角田光代「対岸の彼女」読み終わり

 今回の直木賞の受賞作ですね。受賞する前に読みたかったな〜。一気に読みました。最初なんだかちょっと物足りない感じがしたんだけど後半面白くなったかな。主人公の主婦の話とと彼女が仕事することになった会社の女社長の少女時代の話が交互に出てきてちょっと最初は戸惑った。最初に読んだ「草の巣」や「菊葉荘〜」みたいなちょっと気の遠くなる感じの変な部分がなくてそれはなんだか寂しいなと思った。
 でもすっと話の彼女たちに入っていける部分はあるのかな、そういう意味でずっと現実の日常に生きてるたくさんの女の人たちに共通する気持ちが描かれてるとおもった。
 それで本当に人とのかかわりについてあれこれちょっと身につまされながら読んでしまいました。
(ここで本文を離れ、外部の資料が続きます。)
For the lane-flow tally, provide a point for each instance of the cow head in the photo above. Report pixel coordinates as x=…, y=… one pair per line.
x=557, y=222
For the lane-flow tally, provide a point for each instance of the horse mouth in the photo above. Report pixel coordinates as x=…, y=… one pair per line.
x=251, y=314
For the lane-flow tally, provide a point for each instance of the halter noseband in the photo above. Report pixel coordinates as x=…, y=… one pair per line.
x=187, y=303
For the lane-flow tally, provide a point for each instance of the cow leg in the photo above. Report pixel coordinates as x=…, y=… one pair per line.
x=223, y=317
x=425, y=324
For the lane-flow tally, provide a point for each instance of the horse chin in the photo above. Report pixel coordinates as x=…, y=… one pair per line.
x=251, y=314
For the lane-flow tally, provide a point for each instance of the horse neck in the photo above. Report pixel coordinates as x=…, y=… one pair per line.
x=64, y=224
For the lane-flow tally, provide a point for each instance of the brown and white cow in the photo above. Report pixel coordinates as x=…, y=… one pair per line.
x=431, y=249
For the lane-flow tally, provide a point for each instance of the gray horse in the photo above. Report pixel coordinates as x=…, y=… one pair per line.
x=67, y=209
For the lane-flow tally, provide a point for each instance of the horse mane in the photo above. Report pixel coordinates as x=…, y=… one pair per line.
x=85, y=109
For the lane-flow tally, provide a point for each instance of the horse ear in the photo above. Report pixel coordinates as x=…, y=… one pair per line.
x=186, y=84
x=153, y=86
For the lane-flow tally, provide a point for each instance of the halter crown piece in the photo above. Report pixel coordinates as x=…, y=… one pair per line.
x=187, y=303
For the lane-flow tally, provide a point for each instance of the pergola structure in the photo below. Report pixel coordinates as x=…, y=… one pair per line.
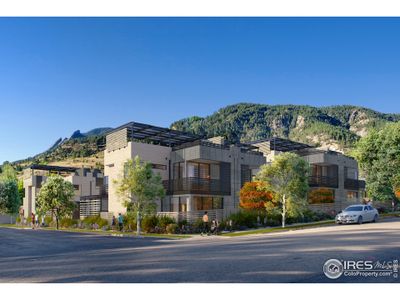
x=280, y=144
x=55, y=169
x=157, y=135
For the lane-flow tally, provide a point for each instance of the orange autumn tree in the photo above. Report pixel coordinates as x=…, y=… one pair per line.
x=254, y=198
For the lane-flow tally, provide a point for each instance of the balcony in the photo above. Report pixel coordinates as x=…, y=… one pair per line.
x=354, y=184
x=323, y=181
x=195, y=185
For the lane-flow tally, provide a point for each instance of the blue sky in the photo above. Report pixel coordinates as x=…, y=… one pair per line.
x=58, y=75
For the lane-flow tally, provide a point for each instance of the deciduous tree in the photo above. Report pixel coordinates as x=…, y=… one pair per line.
x=287, y=178
x=56, y=196
x=139, y=187
x=378, y=155
x=253, y=197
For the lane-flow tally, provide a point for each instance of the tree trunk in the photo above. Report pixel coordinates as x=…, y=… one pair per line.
x=138, y=223
x=283, y=211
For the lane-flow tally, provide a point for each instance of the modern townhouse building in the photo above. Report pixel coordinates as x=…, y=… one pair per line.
x=199, y=175
x=89, y=184
x=334, y=179
x=207, y=174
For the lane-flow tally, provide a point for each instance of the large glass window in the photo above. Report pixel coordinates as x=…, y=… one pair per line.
x=182, y=203
x=198, y=170
x=204, y=170
x=178, y=170
x=208, y=203
x=218, y=203
x=198, y=203
x=352, y=195
x=321, y=195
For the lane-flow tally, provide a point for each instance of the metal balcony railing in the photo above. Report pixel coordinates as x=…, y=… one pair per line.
x=354, y=184
x=196, y=185
x=323, y=181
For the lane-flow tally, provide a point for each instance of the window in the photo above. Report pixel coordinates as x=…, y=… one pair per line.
x=182, y=204
x=204, y=170
x=198, y=203
x=218, y=203
x=352, y=195
x=198, y=170
x=158, y=166
x=208, y=203
x=178, y=170
x=321, y=195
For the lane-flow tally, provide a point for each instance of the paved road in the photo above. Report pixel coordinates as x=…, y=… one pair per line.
x=296, y=256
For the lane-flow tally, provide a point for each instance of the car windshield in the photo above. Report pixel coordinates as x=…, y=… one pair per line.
x=354, y=208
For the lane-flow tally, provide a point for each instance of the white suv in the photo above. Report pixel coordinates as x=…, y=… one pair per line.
x=357, y=214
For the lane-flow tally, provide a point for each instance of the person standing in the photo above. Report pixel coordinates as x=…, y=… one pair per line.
x=205, y=223
x=33, y=220
x=120, y=222
x=113, y=223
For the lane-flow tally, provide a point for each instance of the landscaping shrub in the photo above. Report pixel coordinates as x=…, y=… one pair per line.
x=68, y=223
x=244, y=219
x=88, y=222
x=130, y=221
x=183, y=223
x=172, y=228
x=197, y=226
x=48, y=220
x=164, y=221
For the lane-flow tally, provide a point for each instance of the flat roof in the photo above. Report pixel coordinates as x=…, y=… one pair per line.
x=160, y=135
x=280, y=144
x=53, y=168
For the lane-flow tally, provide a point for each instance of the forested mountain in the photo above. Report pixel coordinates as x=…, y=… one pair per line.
x=334, y=127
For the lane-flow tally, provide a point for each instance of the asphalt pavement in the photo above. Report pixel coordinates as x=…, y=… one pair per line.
x=292, y=256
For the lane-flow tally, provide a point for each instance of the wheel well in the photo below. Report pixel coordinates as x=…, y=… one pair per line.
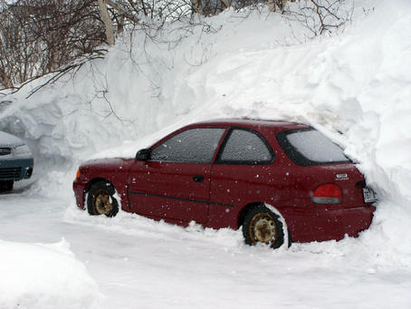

頼ったり、頼られたり、(ふっとお互いにもたれかかれるような存在)一緒に泣いたり笑ったり、そんな人がいたらどんなにいいだろう、力強いだろう、と思うけれども、やっぱりちょっと親しくなってはここがなんだか自分とはあわないとか、違う部分に目がいって失望したり。(それは相手も同じなんだろうけど)人との付き合いって本当に難しい・・・・だから親しくなりそうになったらすっと身を引いたりしちゃう。
 今年はね、もっと色んな人と色々話して深く付き合いたいって思ったんだけどちょっと前言葉で傷つけられて物凄く失望する出来事があってやっぱり臆病になっております。
 ああ・・・本と関係ない話になってしまった。でもこの小説でそんなこといろいろ思ったのでした。